As the story came to an end, Kalot shook his head while rubbing his eyes, telling, "I did not know he meant them for his pizza base."
"Hey, don't knock it. That chinchizza was fantastic," a high pitched voice informed. Looking over, those around the table saw Vigitroth.
"What is... um... that doing here?" Anph puzzled the rest of the regulars. Shrugs were the only answers.
"I got lonely," the ravager moped. "All my friends are gone."
"Are they gone because you killed them," put Xech to the pyromaniac, "and proceeded to urinated on their ashes?"

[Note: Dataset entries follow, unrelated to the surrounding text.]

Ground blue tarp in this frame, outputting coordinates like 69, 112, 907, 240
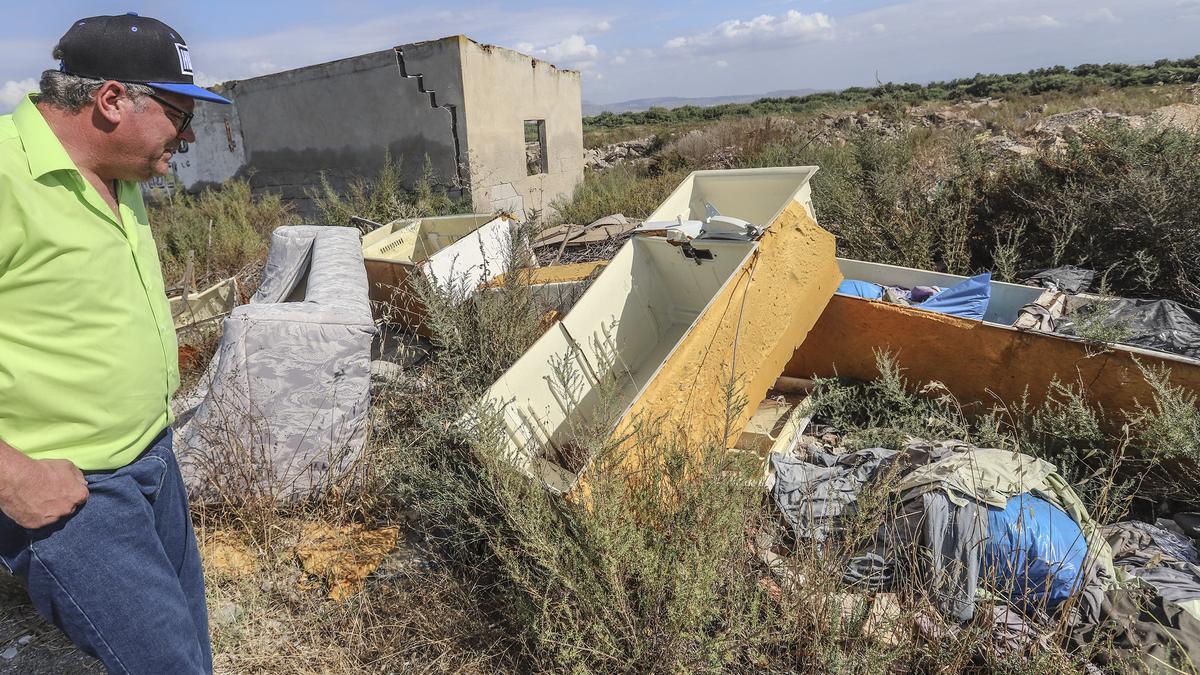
979, 492, 1087, 613
914, 271, 991, 321
838, 279, 883, 300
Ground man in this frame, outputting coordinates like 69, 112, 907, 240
0, 14, 229, 674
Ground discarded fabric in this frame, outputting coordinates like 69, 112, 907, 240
838, 279, 883, 300
1020, 265, 1096, 294
175, 226, 376, 501
1057, 298, 1200, 359
983, 492, 1087, 615
1103, 521, 1200, 619
918, 271, 991, 321
770, 448, 896, 542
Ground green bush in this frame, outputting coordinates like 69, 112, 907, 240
583, 55, 1200, 130
148, 180, 293, 282
551, 165, 686, 225
973, 124, 1200, 304
307, 154, 470, 226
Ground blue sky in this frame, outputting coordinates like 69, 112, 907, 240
0, 0, 1200, 113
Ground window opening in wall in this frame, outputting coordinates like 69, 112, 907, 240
524, 120, 546, 175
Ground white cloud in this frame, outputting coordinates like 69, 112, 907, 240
664, 10, 834, 50
1084, 7, 1121, 24
971, 14, 1062, 34
546, 34, 600, 61
0, 78, 37, 114
250, 61, 282, 76
515, 32, 600, 71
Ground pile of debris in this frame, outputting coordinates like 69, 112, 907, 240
530, 214, 640, 267
755, 424, 1200, 669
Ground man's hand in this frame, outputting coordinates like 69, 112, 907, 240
0, 442, 88, 530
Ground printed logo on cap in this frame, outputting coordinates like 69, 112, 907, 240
175, 42, 192, 74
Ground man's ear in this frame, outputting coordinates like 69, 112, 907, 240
92, 79, 132, 125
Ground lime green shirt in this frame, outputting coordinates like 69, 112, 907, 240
0, 96, 179, 471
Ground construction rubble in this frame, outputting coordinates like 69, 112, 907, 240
176, 165, 1200, 668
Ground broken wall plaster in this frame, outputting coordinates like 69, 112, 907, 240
395, 47, 470, 195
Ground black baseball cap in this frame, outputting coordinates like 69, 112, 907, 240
54, 12, 230, 103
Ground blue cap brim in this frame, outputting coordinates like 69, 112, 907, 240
146, 82, 233, 103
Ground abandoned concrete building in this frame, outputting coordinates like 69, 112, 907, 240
154, 35, 583, 217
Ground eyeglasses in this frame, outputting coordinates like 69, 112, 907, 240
146, 94, 196, 133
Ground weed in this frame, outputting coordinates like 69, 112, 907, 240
149, 180, 292, 287
551, 166, 685, 225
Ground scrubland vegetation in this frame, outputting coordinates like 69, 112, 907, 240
100, 59, 1200, 673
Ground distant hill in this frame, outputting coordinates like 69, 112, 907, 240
583, 89, 821, 115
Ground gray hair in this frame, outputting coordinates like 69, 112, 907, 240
37, 71, 154, 113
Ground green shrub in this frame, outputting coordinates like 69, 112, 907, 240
974, 124, 1200, 304
148, 180, 293, 282
307, 154, 470, 226
551, 165, 686, 225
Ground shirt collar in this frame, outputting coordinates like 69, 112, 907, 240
12, 95, 79, 179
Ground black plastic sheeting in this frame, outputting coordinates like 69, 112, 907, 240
1056, 298, 1200, 359
1019, 265, 1096, 294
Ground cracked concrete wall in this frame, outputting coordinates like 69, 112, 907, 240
458, 36, 583, 216
158, 35, 583, 223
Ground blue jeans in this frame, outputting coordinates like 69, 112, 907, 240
0, 429, 212, 675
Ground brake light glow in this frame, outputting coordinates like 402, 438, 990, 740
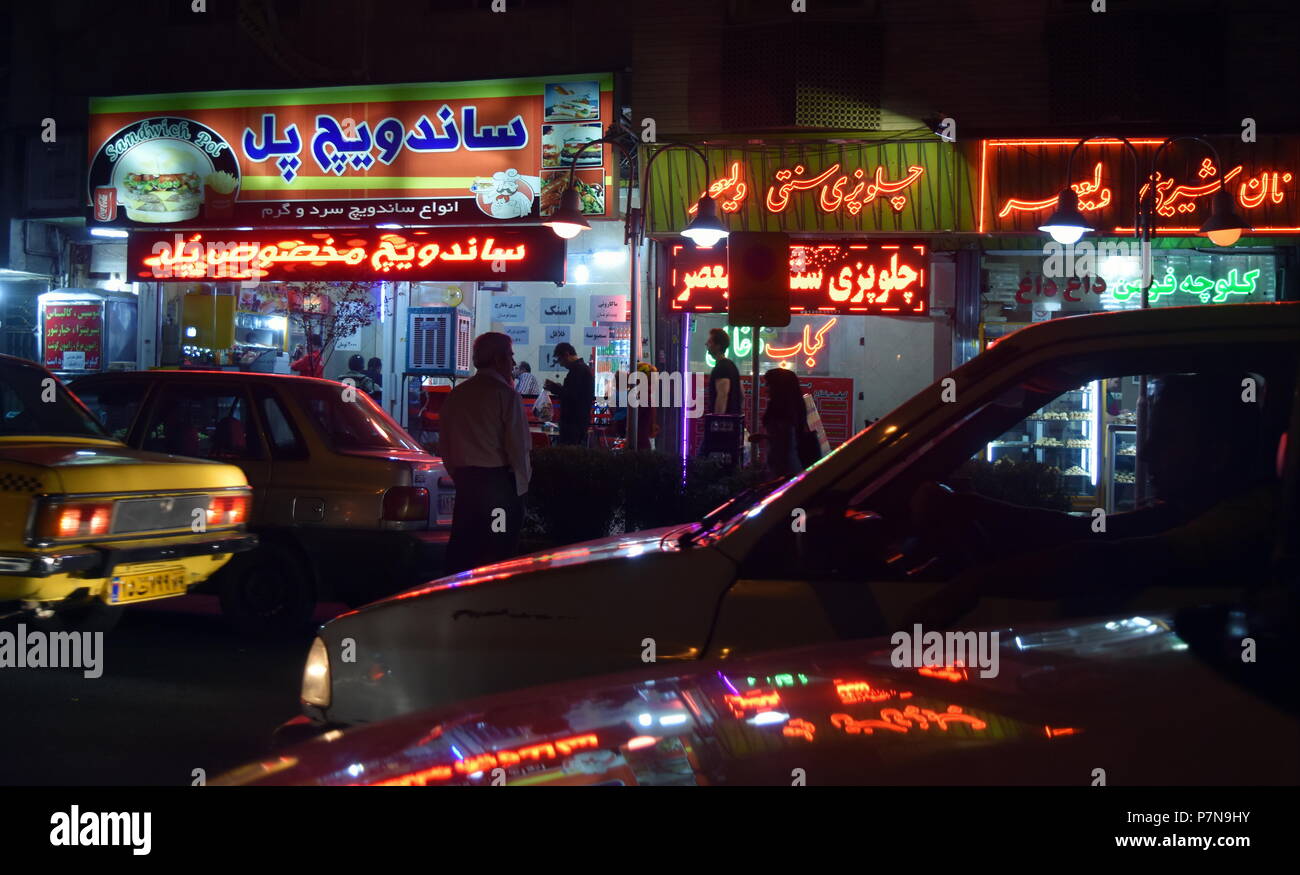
208, 494, 251, 525
384, 486, 429, 523
36, 502, 113, 540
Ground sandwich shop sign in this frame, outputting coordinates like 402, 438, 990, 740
86, 74, 614, 228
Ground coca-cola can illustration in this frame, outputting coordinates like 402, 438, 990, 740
95, 186, 117, 222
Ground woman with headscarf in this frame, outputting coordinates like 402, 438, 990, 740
763, 368, 807, 477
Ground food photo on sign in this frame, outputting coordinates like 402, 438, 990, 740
86, 74, 614, 229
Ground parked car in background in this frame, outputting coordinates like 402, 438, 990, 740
0, 355, 257, 631
72, 371, 455, 634
213, 611, 1300, 787
286, 303, 1300, 729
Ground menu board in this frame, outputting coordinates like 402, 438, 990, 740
688, 377, 857, 455
43, 302, 104, 371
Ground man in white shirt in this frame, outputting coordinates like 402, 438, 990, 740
438, 332, 533, 575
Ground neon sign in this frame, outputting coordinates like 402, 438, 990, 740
664, 242, 930, 315
127, 228, 564, 282
705, 322, 839, 368
766, 163, 926, 216
723, 690, 781, 718
1110, 265, 1260, 304
686, 161, 749, 216
831, 705, 988, 735
372, 732, 601, 787
978, 138, 1300, 235
781, 718, 816, 741
759, 317, 837, 368
832, 680, 897, 705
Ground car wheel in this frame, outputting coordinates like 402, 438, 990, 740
218, 545, 316, 638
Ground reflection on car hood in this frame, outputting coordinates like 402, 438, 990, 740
334, 525, 685, 613
218, 616, 1300, 785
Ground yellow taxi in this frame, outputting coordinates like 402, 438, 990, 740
0, 355, 257, 631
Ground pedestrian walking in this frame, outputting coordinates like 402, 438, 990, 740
438, 332, 532, 573
546, 343, 595, 446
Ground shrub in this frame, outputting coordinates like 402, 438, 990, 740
525, 446, 621, 543
959, 459, 1070, 511
524, 447, 785, 543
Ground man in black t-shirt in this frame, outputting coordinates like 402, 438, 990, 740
546, 343, 595, 446
705, 328, 745, 416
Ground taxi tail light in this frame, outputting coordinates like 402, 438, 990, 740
384, 486, 429, 523
208, 494, 251, 525
36, 502, 113, 541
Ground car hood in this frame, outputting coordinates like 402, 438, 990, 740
0, 438, 247, 494
343, 525, 689, 613
217, 616, 1300, 787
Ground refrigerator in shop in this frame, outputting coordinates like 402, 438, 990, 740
1106, 423, 1138, 514
985, 381, 1101, 511
38, 289, 140, 377
980, 321, 1105, 511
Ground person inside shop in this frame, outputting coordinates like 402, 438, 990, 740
438, 332, 533, 575
546, 343, 595, 445
906, 374, 1281, 628
761, 368, 820, 477
338, 355, 377, 398
705, 328, 745, 416
289, 334, 325, 377
365, 356, 384, 404
515, 361, 542, 397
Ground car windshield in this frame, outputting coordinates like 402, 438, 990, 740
0, 359, 112, 439
294, 384, 424, 452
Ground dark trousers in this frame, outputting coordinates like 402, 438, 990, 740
559, 420, 590, 446
443, 468, 524, 575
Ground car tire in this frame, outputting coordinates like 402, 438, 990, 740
217, 543, 316, 638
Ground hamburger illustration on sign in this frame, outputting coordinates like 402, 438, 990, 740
469, 168, 541, 218
88, 117, 239, 225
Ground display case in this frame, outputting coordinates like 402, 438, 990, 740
987, 382, 1101, 510
1106, 423, 1138, 514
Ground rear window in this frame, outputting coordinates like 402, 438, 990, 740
293, 384, 424, 452
72, 380, 148, 441
0, 360, 108, 439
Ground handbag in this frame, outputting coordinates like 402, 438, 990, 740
794, 420, 822, 468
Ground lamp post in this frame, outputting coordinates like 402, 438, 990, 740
546, 134, 728, 450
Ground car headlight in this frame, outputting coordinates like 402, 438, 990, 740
302, 638, 329, 707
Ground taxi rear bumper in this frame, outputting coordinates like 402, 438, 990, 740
0, 533, 257, 577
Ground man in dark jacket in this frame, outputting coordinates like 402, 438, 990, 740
546, 343, 595, 445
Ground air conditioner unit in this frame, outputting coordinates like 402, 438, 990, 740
406, 307, 473, 377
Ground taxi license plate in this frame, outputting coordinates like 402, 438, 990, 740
108, 568, 186, 605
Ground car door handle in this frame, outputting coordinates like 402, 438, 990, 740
294, 498, 325, 523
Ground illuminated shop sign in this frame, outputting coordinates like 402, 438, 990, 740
979, 137, 1300, 235
127, 228, 566, 283
373, 732, 601, 787
666, 241, 930, 315
831, 705, 988, 735
646, 138, 975, 234
1015, 265, 1261, 304
86, 74, 614, 228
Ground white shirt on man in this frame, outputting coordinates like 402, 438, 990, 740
438, 368, 533, 495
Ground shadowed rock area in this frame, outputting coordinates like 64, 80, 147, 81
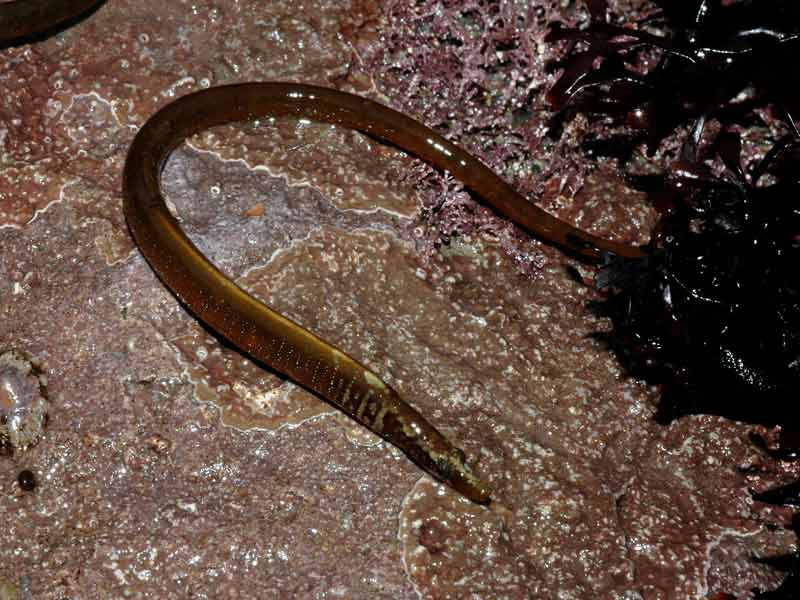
0, 0, 797, 600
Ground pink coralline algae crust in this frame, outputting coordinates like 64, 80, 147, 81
0, 0, 796, 600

"... yes." The Nemesis nodded slowly.
"I like this one," hissed the demonic being. "Barkeep, another round for my new pal."
"He will not be able to get you one," informed the warrior. "You killed him, remember?" The hell thing looked down to see his mug was in fact the sliced skullcap of the tavern's owner. "Between the two of you, I think everyone is dead."
"And then I desecrated their ashes," Vigitroth added proudly.
"Yes, good for you," sarcastically complimented the Vagabond. "What do you want? A reward?"
"My teacher gave me one," boasted the fat one, pointing to a golden star on his chest, "and... then I killed her."
"Hooray," unenthusiastically cheered the surviving few before downing what remained in their mugs.